Second by second, the slow procession was nearing the spot where the bubbles would strike. Even in that moment of elation, Paul Roderick was extremely calm. His quick eye noted that no more bubbles were forming along the pipe. The pressure of the gas had ended. The last of the fragile bombs had gone on its way.
Springing toward the door of the inner room, Roderick called the final order to Treffin. His command was to dismantle the apparatus. He heard Treffin’s response. He hastened back to the window. A quick glance below. Roderick saw the first of the bubbles strike the street a dozen feet behind the last member of the band.
That was well. The space between the band and the first car had widened to nearly fifty feet. Another bubble struck. A few seconds more, and the falling bubbles would spell death. By dozens they would drift upon their objectives.

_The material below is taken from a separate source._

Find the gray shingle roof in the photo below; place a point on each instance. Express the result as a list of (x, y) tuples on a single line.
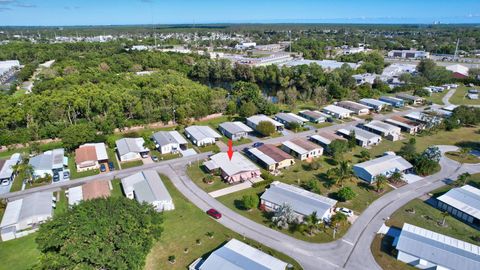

In that interim, Roderick had one more mission. That concerned his final discussion with Harlan Treffin after this was over. From his pocket, Roderick was drawing an oddly shaped pistol. It looked more like a water pistol than a revolver; its muzzle was fitted with a spray.
Opening the top of this strange gun, Roderick uncorked the green bottle on the table and poured the last remnants of the poison fluid into the peculiar weapon. He replaced the bottle on the table, closed the pistol, and put it with the bottle. That gun would prove as deadly as the falling bubbles, when its contents were discharged.
But Roderick’s thoughts were back to the scene below. He eyed the spectacle and waited for results.
The first car was already in the bubble zone. The mayor and the governors, with their shiny silk hats, were waving to the crowds, moderately accepting a portion of the acclaim. As Roderick stared, a bubble landed squarely in their midst and burst, unnoticed.
To Roderick’s amazement the men kept on bowing. The deadly missive had done no harm. A second bubble landed; like the first, its result was nothing.
An oath came from Roderick’s lips. By all rights, four men should be collapsing in that car — four dignitaries struck down by an unseen hand. The first of the bubbles must somehow have become impotent. The others would do their work.
They were landing now. Squarely in the second car, among the standing aviators. One bubble burst above Commander Hughes’s head. The aviator brushed away the moisture from his forehead. Two more struck in quick succession; then a fourth. The next bubble plopped in the street behind the car.
The parade was keeping on! Not one of the four men had wavered. What could be the matter? Never before had Thade’s lethal inventions failed to function!
The final car was in the center of dropping bubbles. One struck beside the chauffeur. A second burst near the secretary of the navy. Three more landed on the car and broke as harmlessly as spheres of soapy water from a child’s clay bubble pipe.
A fiendish cry of rage burst from Roderick’s lips. The last of the three cars were by. The rest of the bubbles were floating down upon a company of khaki-clad soldiers. What did it matter if any were potent now?
By all the laws of certainty, a dozen men of prominence should be dying now. Those cars of bowing celebrities should have been transformed to vans of victims. What was the answer?
Paul Roderick had followed instructions to the letter. All had gone in accordance with prearranged plans.
Yet some unknown power had intervened to thwart the designs of Thade, the supermind of destruction.
Bursting bubbles! Bubbles designed to kill; yet which had broken harmlessly. The scheme of Thade, The Death Giver, was like those bubbles. It, too, had vanished, forgotten amid the gala welcome of Manhattan!